6:37 am on Nov 8, 2019 (gmt 0)

WebmasterWorld Senior Member 10+ Year Member Top Contributors Of The Month



Just more examples of bad actors seeking easy money by stealing other's stuff.

Recently learned some of my content has actually been printed out and is being sold on eBay, of all places!

This has led to an interesting (and frustrating) attempt to DMCA these "sellers" on that platform ... so theft is not JUST websites ... it is others PRINTING it out, calling it "estate papers" (example), and using the web to sell it to others.

Just more proof that 10% do the work and 90% take ... and of that 90% 100% think if it is on the web it must be "free" and they are so clever to burn an ink jet cartridge and SELL it to others.
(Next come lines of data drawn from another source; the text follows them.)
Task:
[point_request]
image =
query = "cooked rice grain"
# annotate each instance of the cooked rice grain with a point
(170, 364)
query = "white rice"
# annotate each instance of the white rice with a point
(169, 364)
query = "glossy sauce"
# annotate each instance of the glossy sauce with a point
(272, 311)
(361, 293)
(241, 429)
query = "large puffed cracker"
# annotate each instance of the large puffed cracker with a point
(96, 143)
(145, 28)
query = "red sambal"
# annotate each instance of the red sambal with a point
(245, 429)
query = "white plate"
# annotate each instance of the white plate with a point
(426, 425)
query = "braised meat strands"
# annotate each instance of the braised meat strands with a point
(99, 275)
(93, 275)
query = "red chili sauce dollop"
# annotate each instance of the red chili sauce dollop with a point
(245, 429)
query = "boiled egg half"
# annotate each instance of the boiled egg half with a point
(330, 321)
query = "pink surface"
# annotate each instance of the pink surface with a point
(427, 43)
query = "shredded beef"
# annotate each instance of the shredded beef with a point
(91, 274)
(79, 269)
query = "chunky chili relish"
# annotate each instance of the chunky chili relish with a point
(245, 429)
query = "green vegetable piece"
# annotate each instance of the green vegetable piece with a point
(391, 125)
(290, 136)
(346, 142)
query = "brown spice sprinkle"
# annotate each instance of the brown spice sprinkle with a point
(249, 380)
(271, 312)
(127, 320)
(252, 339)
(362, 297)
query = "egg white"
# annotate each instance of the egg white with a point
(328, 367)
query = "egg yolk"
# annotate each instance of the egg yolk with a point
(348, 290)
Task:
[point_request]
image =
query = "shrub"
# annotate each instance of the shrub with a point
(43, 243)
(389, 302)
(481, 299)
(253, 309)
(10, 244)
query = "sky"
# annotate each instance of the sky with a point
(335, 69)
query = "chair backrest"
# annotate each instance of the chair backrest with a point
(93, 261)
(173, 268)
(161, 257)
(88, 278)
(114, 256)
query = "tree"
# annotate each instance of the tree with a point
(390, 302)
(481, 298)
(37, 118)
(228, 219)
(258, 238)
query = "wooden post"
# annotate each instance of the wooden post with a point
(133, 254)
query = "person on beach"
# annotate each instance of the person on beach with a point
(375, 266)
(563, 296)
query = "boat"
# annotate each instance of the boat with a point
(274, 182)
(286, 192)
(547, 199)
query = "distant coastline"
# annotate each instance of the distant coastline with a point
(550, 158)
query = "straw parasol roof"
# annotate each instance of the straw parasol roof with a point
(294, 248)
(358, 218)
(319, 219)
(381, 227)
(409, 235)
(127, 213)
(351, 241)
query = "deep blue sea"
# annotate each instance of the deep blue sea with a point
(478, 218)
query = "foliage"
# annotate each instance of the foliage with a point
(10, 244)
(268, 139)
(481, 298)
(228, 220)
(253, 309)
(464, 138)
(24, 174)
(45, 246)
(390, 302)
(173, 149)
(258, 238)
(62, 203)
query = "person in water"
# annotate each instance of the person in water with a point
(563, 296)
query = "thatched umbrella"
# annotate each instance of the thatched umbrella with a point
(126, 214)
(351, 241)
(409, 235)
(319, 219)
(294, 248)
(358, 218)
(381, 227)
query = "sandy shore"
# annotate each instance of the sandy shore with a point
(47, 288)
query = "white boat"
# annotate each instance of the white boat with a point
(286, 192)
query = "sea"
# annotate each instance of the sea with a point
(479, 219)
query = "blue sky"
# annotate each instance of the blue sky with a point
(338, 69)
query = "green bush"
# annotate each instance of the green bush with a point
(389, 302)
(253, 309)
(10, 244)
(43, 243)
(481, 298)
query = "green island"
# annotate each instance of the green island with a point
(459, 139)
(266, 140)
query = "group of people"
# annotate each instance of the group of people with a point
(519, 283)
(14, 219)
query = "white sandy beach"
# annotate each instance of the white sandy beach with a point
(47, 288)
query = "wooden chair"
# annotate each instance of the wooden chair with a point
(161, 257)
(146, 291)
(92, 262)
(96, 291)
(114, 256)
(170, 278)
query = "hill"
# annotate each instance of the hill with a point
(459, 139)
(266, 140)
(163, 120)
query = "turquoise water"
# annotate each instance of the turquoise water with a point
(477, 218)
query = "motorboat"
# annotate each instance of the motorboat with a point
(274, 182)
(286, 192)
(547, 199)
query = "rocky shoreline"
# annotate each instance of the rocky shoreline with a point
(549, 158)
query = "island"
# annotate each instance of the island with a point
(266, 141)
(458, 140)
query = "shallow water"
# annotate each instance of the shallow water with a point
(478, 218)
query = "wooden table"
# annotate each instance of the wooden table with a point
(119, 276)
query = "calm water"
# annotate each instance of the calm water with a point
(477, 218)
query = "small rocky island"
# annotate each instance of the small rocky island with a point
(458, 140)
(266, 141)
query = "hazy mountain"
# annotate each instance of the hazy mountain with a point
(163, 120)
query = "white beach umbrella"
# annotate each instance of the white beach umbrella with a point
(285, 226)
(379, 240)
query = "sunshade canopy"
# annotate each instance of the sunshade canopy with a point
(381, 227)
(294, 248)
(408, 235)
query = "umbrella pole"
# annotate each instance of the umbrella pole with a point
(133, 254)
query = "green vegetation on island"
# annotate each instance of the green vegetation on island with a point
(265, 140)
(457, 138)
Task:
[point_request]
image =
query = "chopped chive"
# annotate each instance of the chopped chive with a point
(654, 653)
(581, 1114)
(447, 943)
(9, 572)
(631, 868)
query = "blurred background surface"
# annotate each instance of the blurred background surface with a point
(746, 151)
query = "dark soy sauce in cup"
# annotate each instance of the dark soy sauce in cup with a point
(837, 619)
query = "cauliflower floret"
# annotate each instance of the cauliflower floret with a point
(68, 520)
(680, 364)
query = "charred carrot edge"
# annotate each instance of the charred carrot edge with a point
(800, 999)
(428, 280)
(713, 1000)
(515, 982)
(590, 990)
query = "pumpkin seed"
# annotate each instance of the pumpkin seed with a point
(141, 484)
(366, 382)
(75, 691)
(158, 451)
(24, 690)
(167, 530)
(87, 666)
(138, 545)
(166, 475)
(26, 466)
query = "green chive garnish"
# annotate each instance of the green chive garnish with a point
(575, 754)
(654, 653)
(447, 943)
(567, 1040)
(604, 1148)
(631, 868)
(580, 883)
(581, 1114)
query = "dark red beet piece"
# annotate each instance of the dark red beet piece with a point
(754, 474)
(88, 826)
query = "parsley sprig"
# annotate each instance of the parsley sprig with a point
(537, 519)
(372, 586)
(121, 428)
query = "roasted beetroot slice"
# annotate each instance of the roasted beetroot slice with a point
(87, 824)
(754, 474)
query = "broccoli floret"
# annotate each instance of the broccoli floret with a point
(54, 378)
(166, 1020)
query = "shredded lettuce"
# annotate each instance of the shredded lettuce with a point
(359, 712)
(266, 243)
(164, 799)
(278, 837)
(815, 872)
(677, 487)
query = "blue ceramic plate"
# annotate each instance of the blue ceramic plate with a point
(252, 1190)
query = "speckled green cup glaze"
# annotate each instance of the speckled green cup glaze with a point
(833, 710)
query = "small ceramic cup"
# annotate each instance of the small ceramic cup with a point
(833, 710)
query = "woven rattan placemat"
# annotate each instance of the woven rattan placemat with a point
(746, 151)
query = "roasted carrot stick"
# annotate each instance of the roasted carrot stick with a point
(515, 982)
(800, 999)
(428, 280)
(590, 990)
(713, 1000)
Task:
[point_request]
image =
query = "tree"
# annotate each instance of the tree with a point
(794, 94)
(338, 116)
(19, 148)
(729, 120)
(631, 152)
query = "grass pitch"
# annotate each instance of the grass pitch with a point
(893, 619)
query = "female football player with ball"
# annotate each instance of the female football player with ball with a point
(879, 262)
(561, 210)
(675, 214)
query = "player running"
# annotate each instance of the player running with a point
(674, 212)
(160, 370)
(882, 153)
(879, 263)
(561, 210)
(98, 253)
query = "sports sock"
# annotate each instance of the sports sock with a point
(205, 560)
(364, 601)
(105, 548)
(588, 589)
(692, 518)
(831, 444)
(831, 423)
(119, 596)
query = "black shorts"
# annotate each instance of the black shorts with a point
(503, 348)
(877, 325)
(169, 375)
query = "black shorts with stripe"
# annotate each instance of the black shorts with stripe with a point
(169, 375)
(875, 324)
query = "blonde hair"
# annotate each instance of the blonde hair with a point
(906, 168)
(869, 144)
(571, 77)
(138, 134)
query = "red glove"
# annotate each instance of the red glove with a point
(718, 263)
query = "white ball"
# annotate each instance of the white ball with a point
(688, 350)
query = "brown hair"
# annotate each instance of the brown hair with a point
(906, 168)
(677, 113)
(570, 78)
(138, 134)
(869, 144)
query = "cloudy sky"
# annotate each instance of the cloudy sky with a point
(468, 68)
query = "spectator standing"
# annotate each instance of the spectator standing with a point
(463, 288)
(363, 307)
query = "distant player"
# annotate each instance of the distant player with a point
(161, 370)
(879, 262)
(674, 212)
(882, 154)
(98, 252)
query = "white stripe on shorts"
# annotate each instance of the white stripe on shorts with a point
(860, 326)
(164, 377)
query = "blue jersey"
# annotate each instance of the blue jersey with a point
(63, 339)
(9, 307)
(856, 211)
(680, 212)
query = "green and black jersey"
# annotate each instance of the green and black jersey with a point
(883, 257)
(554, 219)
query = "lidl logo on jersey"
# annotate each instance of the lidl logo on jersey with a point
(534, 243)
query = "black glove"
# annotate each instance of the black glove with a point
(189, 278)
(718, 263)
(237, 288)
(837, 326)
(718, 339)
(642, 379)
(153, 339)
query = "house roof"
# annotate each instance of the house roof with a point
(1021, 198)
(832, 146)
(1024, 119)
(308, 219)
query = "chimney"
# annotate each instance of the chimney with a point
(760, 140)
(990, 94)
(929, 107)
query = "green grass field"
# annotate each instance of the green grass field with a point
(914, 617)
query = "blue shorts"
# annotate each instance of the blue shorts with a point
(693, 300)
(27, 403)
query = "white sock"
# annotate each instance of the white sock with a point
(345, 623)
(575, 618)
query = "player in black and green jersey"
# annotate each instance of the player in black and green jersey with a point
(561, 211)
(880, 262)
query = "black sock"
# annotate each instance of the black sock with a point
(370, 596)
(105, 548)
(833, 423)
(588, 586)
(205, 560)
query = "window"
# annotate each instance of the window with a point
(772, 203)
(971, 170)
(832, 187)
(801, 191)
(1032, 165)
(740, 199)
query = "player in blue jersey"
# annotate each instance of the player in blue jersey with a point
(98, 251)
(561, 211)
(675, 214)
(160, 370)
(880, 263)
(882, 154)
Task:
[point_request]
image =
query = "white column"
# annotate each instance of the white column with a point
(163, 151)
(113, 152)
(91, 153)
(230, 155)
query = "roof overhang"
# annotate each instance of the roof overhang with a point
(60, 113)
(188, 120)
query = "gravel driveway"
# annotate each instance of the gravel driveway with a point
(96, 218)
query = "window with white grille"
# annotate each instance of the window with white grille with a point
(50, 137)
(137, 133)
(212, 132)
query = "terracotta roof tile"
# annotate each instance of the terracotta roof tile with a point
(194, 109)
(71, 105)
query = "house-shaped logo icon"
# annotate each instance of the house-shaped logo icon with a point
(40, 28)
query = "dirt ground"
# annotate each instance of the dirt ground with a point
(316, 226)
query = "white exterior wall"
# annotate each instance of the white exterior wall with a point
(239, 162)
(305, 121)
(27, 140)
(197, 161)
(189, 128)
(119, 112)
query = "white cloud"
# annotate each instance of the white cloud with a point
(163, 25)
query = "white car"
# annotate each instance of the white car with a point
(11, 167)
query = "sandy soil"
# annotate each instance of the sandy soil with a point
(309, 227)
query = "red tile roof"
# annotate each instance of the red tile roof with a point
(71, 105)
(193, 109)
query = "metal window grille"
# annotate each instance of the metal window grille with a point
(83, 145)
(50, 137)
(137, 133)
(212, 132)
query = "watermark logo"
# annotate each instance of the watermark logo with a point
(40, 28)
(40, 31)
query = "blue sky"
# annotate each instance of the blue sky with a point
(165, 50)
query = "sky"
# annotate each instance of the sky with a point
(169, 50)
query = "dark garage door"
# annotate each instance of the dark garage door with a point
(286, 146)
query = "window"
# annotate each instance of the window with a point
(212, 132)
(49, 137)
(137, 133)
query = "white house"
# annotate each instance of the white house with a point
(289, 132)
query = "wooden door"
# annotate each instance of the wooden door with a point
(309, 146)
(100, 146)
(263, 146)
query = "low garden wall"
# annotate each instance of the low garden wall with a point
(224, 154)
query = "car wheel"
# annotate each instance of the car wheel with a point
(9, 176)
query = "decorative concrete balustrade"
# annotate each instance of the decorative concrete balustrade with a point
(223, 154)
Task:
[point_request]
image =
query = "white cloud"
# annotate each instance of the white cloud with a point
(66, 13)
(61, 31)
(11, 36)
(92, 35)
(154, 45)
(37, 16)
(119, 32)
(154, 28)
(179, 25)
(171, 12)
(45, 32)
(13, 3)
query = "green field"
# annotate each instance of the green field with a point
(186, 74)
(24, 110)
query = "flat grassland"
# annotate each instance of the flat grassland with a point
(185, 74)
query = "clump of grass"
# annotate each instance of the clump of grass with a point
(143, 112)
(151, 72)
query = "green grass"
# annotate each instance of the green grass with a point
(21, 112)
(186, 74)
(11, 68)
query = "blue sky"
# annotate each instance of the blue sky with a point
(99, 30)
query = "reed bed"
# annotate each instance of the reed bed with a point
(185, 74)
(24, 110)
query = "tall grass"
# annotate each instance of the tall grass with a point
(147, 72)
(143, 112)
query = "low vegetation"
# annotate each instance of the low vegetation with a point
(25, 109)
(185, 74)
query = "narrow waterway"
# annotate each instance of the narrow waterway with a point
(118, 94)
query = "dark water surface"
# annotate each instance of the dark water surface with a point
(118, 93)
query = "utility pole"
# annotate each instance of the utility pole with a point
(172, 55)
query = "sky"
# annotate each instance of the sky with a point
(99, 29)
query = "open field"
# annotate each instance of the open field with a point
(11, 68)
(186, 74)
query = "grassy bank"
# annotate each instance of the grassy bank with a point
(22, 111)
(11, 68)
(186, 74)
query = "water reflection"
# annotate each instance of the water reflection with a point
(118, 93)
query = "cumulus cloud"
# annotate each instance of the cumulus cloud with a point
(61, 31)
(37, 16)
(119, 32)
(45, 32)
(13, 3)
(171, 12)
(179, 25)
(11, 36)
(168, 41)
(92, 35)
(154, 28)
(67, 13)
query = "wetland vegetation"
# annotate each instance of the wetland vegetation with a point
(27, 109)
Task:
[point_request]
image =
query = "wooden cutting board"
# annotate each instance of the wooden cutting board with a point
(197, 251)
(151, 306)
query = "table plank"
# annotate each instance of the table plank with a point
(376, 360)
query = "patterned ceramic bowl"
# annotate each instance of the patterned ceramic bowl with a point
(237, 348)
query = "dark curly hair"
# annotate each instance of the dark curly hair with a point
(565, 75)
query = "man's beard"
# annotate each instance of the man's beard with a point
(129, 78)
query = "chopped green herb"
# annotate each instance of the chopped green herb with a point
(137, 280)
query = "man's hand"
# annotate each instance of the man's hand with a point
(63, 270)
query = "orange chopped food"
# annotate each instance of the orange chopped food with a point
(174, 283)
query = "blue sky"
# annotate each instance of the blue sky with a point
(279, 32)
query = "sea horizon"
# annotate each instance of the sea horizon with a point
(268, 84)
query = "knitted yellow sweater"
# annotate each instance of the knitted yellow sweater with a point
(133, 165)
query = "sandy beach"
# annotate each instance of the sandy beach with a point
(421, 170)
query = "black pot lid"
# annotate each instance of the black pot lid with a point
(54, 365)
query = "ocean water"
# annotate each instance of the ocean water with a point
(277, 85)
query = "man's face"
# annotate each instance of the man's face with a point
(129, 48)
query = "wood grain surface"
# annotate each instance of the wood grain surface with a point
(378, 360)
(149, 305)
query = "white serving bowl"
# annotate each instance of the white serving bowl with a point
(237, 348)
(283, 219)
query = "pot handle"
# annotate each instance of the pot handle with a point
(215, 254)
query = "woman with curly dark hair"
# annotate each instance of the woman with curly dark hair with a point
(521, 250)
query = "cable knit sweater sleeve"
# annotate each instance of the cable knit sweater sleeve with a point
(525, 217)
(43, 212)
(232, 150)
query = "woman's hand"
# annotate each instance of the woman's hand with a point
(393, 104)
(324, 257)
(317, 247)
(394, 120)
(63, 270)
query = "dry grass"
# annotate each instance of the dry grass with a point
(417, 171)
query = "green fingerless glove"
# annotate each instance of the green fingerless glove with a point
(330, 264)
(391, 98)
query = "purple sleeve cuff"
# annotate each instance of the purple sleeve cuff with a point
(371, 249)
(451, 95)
Life continues to be interesting.

Sigh.

.

JorgeV

10:03 am on Nov 8, 2019 (gmt 0)

WebmasterWorld Senior Member 5+ Year Member Top Contributors Of The Month



Hello-

Quora looks like a mix of Pinterest + Wikipedia, from a scrapping point of view. However, it might be indirectly the fault of Quora. It looks like "users" are gaining popularity, from their posts, which then is turned into monetization.

Marty Rogers

8:04 pm on Nov 9, 2019 (gmt 0)

5+ Year Member



Doubt that Quora has scraped your content (check your logs, I may be wrong) it's more likely that since it was ranking well at one time people who saw the questions Googled the answers and found the relevant information on your website and used it. Sucks either way, mind.

martinibuster

9:04 pm on Nov 9, 2019 (gmt 0)

WebmasterWorld Administrator 10+ Year Member Top Contributors Of The Month



Doubt that Quora has scraped your content


You are correct. That's not the issue. What the OP is discussing is Quora members plagiarizing content.

It happens. I've had my articles plagiarized by Quora members. Fortunately, Quora has been quick to respond to complaints and taking down instances of plagiarism.

Try their official feedback/complaint procedure to see if that helps.

Good luck!

Roger Montti

not2easy

1:11 pm on Nov 12, 2019 (gmt 0)

WebmasterWorld Administrator 10+ Year Member Top Contributors Of The Month



Thanks Roger, that's what I meant by
What do their policies say in regard to content source?
because there are reputable sites that respect your rights and they have users that don't. The difference is what they do about it.